May 17, 2017 | kirin
DISCLAIMER: Though the following post was triggered by feelings of jealousy which i had long forgotten existed, it is written from a collective understanding of multiple relationships over a couple of years as a first person ACCOUNT and is not SPECIFIC to MY current situation or anyone elses’. ANY RESEMBLANCE TO groups or individuals currently existence is coincidental.
I’ve recently, after a very very very long time of being single, gotten into a relationship. While it is lovely, and reminded me of the small lovely gestures and things that make you feel all warm inside like hand holding and having someone to palm off your leftovers to, my old frenemy jealousy has made an appearance along with the annoying fact that my headspace is taken up by another human being WITHOUT ME CONSCIOUSLY WANTING IT TO.
My deal with jealousy has always been that it’s a totally legitimate feeling to have when you’re in a relationship with someone and if it is addressed in the proper manner ( i.e. actually listening to what the jealous party is saying and understanding where those feelings stem from and addressing it head on vs. being dismissive of them and telling them they’re silly) it’s totally manageable and not a big deal.
I mean, one has to realize that at our age (oh god the dreaded late 20’s where most of the people you know of the same age are pairing up into lifetime partnerships and most people already paired up are telling the non paired up ones to pair up) each of the parties have their own history and social circles which you may or may not have been a part of and this might lead to you having insecurities about where you fit in or about how you don’t get 3287 of the groups’ inside jokes. but it’s FINE. For every one of their inside jokes you don’t get, you have one of your own with your OWN group of friends.

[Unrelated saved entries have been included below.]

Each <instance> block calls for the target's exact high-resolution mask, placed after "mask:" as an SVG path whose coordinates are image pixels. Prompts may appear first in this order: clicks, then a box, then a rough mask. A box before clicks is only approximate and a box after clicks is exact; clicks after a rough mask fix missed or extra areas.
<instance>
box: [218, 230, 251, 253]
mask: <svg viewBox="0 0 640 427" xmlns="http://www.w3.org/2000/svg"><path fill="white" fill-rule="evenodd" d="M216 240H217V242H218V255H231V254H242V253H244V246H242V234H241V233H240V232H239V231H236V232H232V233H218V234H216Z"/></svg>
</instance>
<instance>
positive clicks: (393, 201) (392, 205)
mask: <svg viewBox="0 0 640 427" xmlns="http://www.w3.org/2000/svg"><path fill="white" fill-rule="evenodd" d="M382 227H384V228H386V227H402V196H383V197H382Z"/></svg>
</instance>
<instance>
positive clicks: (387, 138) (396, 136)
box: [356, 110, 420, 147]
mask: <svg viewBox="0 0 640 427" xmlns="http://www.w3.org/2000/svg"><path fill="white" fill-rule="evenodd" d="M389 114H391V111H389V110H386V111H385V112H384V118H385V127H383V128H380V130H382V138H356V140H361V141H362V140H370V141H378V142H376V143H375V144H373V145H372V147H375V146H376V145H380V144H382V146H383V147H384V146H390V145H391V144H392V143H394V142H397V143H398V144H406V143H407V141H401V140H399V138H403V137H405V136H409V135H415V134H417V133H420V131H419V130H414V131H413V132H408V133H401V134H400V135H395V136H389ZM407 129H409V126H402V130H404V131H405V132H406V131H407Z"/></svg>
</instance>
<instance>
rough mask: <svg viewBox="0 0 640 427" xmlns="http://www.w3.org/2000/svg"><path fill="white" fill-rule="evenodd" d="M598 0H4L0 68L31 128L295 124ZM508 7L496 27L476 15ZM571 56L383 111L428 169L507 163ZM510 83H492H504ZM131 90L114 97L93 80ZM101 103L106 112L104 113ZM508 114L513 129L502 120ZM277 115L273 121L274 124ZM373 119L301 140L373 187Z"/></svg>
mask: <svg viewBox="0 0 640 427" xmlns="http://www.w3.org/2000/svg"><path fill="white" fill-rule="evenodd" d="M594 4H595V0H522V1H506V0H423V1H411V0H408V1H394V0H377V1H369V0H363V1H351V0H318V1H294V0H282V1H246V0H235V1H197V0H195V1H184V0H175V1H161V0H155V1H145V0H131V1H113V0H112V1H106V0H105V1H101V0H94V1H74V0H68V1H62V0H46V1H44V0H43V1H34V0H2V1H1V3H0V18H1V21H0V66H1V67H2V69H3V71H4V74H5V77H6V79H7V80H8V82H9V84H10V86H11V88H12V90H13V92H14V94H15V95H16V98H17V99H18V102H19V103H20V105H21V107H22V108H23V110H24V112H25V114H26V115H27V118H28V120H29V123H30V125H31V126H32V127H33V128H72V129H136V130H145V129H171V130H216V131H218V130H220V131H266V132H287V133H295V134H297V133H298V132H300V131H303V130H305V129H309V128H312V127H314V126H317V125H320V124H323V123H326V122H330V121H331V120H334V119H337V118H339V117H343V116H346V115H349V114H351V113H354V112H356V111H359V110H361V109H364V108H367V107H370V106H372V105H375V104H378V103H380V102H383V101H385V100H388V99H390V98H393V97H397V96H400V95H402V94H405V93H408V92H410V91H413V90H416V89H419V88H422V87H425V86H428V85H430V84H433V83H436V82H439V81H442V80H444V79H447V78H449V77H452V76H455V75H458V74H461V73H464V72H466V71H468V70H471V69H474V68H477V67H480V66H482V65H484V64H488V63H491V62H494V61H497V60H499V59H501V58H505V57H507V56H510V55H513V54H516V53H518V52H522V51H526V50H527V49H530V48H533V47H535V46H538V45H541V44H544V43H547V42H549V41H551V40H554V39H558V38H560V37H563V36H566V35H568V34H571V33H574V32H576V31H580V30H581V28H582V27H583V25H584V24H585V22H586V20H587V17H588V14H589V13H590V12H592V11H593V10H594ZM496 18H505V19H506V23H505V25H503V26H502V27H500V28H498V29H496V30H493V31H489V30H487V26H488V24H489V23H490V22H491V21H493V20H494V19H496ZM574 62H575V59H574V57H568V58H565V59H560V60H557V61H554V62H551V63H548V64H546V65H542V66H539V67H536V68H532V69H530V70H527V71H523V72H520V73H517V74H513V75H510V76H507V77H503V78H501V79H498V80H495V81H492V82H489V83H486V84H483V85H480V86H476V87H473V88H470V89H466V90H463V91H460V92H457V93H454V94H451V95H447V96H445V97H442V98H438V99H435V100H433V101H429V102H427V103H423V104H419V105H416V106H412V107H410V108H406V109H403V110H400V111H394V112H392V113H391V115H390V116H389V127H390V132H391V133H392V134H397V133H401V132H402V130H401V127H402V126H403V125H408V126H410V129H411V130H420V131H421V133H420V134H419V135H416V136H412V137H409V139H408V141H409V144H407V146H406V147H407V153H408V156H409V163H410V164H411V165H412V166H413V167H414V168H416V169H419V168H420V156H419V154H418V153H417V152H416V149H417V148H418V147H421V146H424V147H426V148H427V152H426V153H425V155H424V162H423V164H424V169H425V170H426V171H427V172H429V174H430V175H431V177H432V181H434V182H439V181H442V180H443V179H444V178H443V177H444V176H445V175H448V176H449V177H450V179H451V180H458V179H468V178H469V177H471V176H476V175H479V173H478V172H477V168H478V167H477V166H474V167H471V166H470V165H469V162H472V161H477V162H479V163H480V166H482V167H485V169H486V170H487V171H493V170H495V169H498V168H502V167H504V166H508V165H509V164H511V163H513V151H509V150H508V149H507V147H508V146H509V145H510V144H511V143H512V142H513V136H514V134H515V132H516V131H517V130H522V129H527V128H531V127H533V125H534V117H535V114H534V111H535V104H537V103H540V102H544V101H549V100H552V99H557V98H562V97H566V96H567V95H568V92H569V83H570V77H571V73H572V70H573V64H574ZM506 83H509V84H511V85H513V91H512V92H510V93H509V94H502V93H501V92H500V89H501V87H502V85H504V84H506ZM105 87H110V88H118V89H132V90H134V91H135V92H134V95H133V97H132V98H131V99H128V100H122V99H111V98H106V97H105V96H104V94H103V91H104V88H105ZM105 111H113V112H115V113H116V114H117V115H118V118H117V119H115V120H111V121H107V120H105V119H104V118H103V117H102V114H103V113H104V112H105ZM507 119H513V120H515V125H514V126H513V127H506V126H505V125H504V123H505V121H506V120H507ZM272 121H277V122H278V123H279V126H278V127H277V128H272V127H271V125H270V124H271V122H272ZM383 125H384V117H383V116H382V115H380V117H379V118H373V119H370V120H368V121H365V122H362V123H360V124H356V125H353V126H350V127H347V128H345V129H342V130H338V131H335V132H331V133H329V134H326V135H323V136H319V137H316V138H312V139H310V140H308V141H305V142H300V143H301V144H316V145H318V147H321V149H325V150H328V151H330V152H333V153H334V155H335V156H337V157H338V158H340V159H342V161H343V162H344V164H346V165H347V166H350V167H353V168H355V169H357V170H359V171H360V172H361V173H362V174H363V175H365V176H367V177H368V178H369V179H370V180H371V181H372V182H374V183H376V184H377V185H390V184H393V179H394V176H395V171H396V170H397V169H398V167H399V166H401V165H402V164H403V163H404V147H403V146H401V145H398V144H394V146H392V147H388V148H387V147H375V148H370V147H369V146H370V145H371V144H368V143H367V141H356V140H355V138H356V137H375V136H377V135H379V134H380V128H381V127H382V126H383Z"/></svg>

A common issue that crops up in new relationships are the complicated or not so complicated friend equations among people of the opposite sex. (I realize I’m speaking from the point of view of a straight person, but this could also obviously crop up among people who are attracted to the same sex as them – duh).
Is being friends with people of the opposite sex an issue? NO.
Should it ever be an issue: NO.
Then… When does it become an issue?
In my very limited experience, it could become an issue if said friends have had some sort of sexual history. Even then, if all the cards are on the table, there really shouldn’t be an issue. The only time it is an issue is if you get random vibes from said person or if the person you’re in a relationship with hasn’t really been totally up front about their history.
This might mean, that knowingly or unknowingly, they’ve sort of omitted letting you know and you’ve sussed it out and are now wondering why on earth they chose to not tell you in the first place. Maybe whatever history they had was not important enough to the person in question, but if the said friend is an important part of the core friend circle, it’s always better to let the person you’re dating know about the history you share vs. letting them guess or figure it out themselves. So that you can AVOID getting to this point.
IF this situation arises, what does one do? I know how almost every single article about relationships and making them work put a lot of emphasis on COMMUNICATION being key to success in relationships. It’s totally true. The last time I was in a long term serious relationship was when i was in college. I’ve pretty much grown up to be fairly non confrontational. Instead of dealing with the ickyness of confronting someone about something that I am not 100% on board with, i resorted to annoying techniques like passive aggressive comment passing to get my point across. seriously. WHAT GOOD DOES THAT DO?
Pretty much nothing. Instead of dealing with the situation head on, I sort of sit on it, allowing it to irritate me to the point where my interactions with said person become hostile. It’s not as though the other person is going to know what’s annoying me until i specify it and only then can they DO something about it or I can get to the bottom of why I am feeling what I am feeling. I would like to think i’ve gotten better at dealing with situations as an when they come. But i still have a long way to go.
Talking problems out with your partner will give you an insight into how the two of you work as individuals, hence making your relationship stronger.. It might be seriously uncomfortable in the beginning, but how awesome would be to deal with 30 minutes of discomfort vs. 10 other future fights stemming from the same issue because you guys didn’t sort it out the first time around?